Use PreToolUse to prevent Claude from running specific commands. If your hook exits with code 2, the tool use is blocked:

{
  "hooks": {
    "PreToolUse": [{
      "matcher": "Bash",
      "hooks": [{
        "type": "command",
        "command": "echo $CLAUDE_TOOL_INPUT | grep -q 'rm -rf /' && exit 2 || exit 0"
      }]
    }]
  }
}

4. Log All Sessions

Append session events to a log file for tracking your Claude Code usage:

{
  "hooks": {
    "SessionStart": [{
      "matcher": "",
      "hooks": [{
        "type": "command",
        "command": "echo \"$(date): Session $SESSION_ID started in $CWD\" >> ~/.claude/session.log"
      }]
    }],
    "SessionEnd": [{
      "matcher": "",
      "hooks": [{
        "type": "command",
        "command": "echo \"$(date): Session $SESSION_ID ended\" >> ~/.claude/session.log"
      }]
    }]
  }
}

Multiple Hooks Per Event

You can chain multiple hooks on the same event. They run in order. For example, you might log to a file and send a push notification on every Stop event. Each hook in the array executes independently — if one fails, the others still run.

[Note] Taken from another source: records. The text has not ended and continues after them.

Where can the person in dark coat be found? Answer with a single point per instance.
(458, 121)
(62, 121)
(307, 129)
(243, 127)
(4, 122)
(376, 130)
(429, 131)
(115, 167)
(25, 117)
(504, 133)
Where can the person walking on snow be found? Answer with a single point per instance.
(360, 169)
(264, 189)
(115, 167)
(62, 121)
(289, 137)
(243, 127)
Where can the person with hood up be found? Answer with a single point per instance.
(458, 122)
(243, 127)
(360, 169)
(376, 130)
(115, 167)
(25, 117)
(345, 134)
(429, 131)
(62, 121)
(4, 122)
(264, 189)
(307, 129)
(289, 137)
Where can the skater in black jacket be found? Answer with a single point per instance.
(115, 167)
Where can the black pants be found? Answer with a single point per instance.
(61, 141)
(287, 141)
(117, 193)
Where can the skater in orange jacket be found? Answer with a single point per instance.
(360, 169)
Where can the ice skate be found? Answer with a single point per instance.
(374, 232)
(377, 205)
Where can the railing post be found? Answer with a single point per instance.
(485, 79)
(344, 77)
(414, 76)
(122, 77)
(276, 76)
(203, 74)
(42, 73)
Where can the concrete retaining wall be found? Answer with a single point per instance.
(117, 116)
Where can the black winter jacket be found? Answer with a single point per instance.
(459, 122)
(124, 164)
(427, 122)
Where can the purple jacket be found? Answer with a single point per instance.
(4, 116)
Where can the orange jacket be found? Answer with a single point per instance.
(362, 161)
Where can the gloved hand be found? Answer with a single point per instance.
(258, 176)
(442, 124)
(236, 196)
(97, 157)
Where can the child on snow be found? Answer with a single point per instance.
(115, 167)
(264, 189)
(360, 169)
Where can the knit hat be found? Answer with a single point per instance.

Project-Level vs Global Hooks

Hooks in ~/.claude/settings.json apply to all your Claude Code sessions. You can also add project-specific hooks in a .claude/settings.json file at the root of your project.

Project-level hooks run in addition to global hooks, not instead of them. This is useful for project-specific guardrails — for example, blocking database drops in production projects.

Tips and Gotchas

  • Hooks run synchronously. A slow hook blocks Claude Code. Keep them fast — use curl -s (silent mode) and avoid commands that take more than a second or two.
  • After editing settings.json, restart Claude Code. Use /resume to continue your conversation without losing context.
  • Test hooks manually first. Copy the command and run it in your terminal to make sure it works before adding it to settings.json.
  • Use -s with curl. Without it, curl outputs progress bars that can clutter Claude Code's output.
  • Session IDs change on resume. If you use --resume, the new session gets a new ID. Don't rely on session IDs being stable across resumes.

What's Next for Hooks

Hooks are still evolving. The current version supports shell commands, but the Claude Code team is actively expanding what's possible. If you want to stay on top of new hook events and capabilities, check the official hooks documentation.

In the meantime, even the basic hooks above can save you hours of terminal babysitting. Set up notifications, add some guardrails, and let Claude Code work while you don't.